Quotes about Chemistry
The fact that atoms are composed of three kinds of elementary particles—protons, neutrons and electrons—is a comparatively recent finding. The neutron was not discovered until 1932. Modern physics and chemistry have reduced the complexity of the sensible world to an astonishing simplicity: three units put together in various patterns make, essentially, everything.
— Carl Sagan
My selection process is based on "three Cs": first character, then competence, and finally chemistry with me and with the rest of the team. Character. Competence. Chemistry.
— Bill Hybels
We're too flawed and too challenged by history, circumstance, and chemistry to hoard grace for long.
— Beth Moore
Almost seventy-five percent of our leaders have come right out of Willow. These are people who have proven their character, competence, and chemistry fit while serving in volunteer positions within our ministry.
— Bill Hybels
The good thing about having chemistry is, when you get to the improv section of a scene, you've got somebody to feed off. It can go on and on and on, and the sky's the limit.
— Kevin Hart
We are wired to find love.
— Helen Fisher
Falling in love, although it resulted in altered body chemistry and was therefore real, was a hormonally induced delusional state.
— Margaret Atwood
I have examined Man's wonderful inventions.
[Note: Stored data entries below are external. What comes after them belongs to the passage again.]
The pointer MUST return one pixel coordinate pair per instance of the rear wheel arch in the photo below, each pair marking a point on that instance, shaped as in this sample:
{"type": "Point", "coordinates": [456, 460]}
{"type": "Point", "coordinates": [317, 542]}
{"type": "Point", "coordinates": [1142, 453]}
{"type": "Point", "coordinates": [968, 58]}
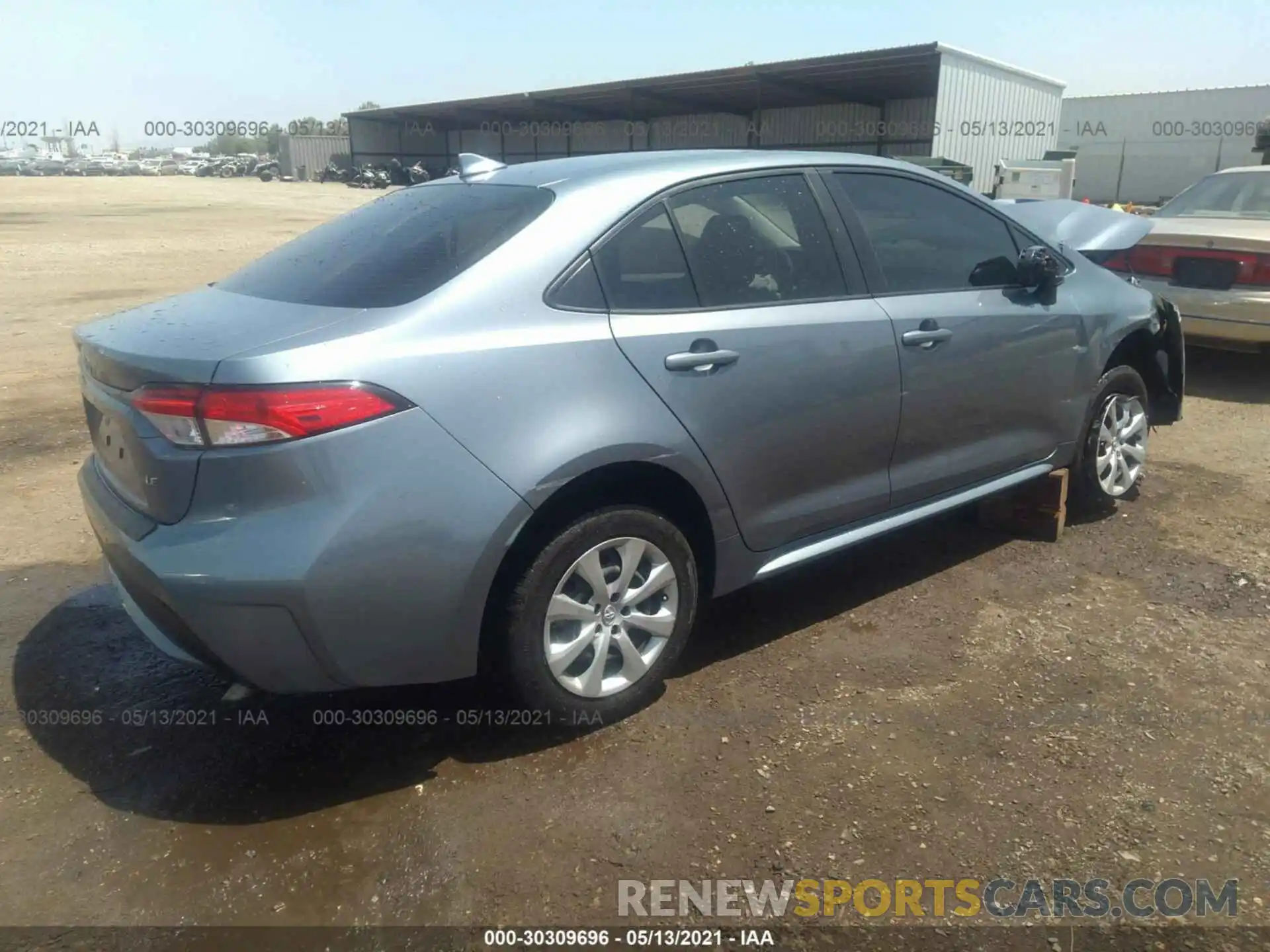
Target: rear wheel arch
{"type": "Point", "coordinates": [636, 484]}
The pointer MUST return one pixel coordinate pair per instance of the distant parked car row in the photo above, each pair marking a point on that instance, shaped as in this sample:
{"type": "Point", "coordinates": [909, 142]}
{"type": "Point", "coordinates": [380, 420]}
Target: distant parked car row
{"type": "Point", "coordinates": [113, 164]}
{"type": "Point", "coordinates": [92, 165]}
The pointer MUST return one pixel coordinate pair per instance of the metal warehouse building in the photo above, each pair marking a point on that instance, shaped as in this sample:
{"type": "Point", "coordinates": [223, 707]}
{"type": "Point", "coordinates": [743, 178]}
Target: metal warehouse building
{"type": "Point", "coordinates": [1150, 146]}
{"type": "Point", "coordinates": [917, 100]}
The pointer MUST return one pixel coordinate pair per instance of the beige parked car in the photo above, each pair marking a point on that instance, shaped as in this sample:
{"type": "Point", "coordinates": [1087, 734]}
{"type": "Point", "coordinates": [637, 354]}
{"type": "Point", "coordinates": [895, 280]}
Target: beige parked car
{"type": "Point", "coordinates": [1208, 252]}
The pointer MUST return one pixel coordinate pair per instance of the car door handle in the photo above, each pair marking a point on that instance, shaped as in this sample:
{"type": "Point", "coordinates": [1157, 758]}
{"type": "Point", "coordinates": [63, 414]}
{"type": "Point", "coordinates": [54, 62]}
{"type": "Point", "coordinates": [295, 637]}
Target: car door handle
{"type": "Point", "coordinates": [700, 361]}
{"type": "Point", "coordinates": [926, 338]}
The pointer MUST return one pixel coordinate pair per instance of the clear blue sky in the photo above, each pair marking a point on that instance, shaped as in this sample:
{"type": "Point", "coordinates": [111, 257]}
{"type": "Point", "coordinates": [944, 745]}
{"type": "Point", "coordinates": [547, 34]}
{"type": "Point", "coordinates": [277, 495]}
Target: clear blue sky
{"type": "Point", "coordinates": [121, 63]}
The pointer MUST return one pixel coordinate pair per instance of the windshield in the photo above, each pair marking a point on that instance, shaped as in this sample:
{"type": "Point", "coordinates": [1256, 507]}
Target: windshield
{"type": "Point", "coordinates": [1234, 194]}
{"type": "Point", "coordinates": [396, 249]}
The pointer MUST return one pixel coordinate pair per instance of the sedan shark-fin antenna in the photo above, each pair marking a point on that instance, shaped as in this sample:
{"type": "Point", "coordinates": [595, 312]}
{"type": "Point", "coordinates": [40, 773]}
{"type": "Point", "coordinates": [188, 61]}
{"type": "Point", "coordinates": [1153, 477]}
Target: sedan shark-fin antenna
{"type": "Point", "coordinates": [473, 164]}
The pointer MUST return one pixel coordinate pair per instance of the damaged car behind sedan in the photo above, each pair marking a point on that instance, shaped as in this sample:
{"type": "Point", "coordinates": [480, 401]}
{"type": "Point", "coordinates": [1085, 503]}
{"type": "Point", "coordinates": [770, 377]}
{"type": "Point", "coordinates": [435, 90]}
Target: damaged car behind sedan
{"type": "Point", "coordinates": [527, 419]}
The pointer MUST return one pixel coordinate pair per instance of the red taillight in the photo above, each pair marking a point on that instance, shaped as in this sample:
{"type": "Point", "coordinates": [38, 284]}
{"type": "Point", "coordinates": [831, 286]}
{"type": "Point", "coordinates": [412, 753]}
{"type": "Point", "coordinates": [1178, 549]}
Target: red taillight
{"type": "Point", "coordinates": [1152, 259]}
{"type": "Point", "coordinates": [1119, 262]}
{"type": "Point", "coordinates": [1159, 260]}
{"type": "Point", "coordinates": [232, 415]}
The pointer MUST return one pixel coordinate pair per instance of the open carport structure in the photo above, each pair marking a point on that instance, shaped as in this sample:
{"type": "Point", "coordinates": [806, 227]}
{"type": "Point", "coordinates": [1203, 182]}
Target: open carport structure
{"type": "Point", "coordinates": [916, 100]}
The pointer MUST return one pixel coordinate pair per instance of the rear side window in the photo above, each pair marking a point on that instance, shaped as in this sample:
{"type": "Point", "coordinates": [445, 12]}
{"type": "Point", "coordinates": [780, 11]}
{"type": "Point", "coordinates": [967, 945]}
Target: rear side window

And I tell you that in the arts of life man invents nothing; but in the arts of death he outdoes Nature herself, and produces by chemistry and machinery all the slaughter of plague, pestilence and famine.
— George Bernard Shaw
I have to be careful, he continued, turning to me with a smile, for I dabble with poisons a good deal.
— Arthur Conan Doyle
A common sense interpretation of the facts suggests that a superintellect has monkeyed with physics, as well as with chemistry and biology, and that there are no blind forces worth speaking about in nature. The numbers one calculates from the facts seem to me so overwhelming as to put this conclusion almost beyond question.
— Eric Metaxas
If I were writing a novel I would end it here: a novel, I used to think, has to end somewhere, but I'm beginning to believe my realism has been at fault all these years, for nothing in life now ever seems to end. Chemists tell you matter is never completely destroyed, and mathematicians tell you that if you halve each pace in crossing a room, you will never reach the opposite wall, so what an optimist I would be if I thought that this story ended here.
— Graham Greene
I do not know whether you are fond of chemical reading. There are some things in this science worth reading.